I really do want to see Snyder's edited version of his own movie to fit 2.5 hours (at most) and see what he would keep in and what he has to take out.

Having to remove around 90 minutes would be some task
The weirdest thing about this being 4 hours, is that it doesn’t even have the requisite beats to make a well structured 2hr version... to grudgingly use the Avengers comparison again, if you had to smash Infinity War and Endgame together, you’d still inevitably have that big “all is lost” moment where the heroes are soundly defeated in the 3rd act and need to rally themselves for one final last try (actually, you’d have about 3 of them, because the people who made those films knew how to structure) this thing just...doesn’t have that!

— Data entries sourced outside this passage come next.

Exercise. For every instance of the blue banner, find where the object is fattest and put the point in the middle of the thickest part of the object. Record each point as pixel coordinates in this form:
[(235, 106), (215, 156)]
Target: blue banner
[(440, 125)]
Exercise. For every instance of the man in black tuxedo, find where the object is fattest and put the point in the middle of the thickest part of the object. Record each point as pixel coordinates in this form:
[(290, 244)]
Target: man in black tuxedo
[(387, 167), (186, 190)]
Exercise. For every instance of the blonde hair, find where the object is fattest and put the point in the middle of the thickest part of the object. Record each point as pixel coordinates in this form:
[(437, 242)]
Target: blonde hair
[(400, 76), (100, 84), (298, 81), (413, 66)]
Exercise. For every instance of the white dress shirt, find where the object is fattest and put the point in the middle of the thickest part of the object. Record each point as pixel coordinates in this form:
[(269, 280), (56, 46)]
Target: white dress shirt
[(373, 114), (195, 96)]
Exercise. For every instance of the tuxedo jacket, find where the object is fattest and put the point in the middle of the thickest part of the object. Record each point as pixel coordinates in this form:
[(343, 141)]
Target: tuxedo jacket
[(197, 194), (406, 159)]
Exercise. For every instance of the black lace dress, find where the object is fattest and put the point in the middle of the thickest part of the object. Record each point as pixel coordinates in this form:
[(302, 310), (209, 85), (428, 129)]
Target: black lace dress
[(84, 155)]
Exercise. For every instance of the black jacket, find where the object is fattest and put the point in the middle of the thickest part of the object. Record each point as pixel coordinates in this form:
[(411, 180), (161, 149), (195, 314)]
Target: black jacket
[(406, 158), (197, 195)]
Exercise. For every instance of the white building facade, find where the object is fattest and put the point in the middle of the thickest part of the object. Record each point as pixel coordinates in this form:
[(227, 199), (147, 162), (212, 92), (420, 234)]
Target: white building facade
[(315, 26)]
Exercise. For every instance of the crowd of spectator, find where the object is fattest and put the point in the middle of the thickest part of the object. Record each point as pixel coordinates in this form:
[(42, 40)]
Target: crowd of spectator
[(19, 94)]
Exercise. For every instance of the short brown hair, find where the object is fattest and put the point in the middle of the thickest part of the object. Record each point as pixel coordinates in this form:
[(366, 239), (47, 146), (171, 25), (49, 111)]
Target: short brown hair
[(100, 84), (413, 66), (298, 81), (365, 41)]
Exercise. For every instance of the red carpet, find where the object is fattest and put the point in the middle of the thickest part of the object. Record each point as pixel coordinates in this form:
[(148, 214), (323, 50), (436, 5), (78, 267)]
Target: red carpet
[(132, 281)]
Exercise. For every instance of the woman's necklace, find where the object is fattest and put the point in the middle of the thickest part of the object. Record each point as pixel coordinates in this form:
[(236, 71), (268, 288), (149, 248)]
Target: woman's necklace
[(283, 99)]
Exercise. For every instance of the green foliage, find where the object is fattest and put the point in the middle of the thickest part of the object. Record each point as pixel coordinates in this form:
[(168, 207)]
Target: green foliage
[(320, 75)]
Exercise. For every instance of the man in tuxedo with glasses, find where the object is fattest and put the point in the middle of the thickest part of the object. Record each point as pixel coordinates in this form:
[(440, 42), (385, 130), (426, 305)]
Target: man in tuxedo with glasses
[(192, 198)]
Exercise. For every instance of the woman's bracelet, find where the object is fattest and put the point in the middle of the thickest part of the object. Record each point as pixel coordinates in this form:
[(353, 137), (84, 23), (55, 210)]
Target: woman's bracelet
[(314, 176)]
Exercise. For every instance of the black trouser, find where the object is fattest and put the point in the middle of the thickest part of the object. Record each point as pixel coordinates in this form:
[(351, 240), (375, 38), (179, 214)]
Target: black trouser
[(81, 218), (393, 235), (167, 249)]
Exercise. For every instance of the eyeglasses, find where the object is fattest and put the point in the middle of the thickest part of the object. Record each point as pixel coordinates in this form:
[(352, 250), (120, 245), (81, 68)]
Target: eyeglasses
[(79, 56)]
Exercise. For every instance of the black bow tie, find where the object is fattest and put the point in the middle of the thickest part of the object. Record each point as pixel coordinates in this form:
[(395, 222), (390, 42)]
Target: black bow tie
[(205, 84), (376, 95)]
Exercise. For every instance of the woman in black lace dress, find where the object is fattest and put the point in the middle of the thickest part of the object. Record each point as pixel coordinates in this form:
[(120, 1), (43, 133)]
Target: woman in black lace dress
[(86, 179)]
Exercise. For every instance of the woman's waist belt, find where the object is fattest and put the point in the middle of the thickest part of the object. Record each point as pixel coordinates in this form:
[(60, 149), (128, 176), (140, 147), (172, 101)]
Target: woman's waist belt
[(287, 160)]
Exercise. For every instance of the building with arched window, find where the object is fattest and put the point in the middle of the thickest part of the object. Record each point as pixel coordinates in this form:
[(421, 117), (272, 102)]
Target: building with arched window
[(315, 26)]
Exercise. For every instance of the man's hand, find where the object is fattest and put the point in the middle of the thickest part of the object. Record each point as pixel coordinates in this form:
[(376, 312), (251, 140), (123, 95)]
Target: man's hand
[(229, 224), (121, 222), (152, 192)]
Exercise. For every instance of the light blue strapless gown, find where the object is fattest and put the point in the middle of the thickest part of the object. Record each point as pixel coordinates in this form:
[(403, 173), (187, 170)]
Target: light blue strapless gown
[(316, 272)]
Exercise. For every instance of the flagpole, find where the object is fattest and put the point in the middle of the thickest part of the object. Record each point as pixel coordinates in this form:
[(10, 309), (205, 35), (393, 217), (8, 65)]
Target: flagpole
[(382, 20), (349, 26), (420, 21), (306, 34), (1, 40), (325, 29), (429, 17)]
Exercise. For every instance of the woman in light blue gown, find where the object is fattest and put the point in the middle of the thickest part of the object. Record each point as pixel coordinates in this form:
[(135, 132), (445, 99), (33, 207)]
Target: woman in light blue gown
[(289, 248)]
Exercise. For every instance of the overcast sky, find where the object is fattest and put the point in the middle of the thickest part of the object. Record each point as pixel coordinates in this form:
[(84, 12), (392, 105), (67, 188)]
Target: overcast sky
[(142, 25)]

The closest we get is the Superman fight, which goes on for longer, but ultimately ends at the same place, where they lose the box but gain Superman, which was their plan all along! .... essentially nothing goes wrong for them, it just all happens very slowly... All the “how are going to achieve this insurmountable goal?” stuff is done in dialogue, with everyone standing around large dark rooms looking sad. Only now there’s more of that!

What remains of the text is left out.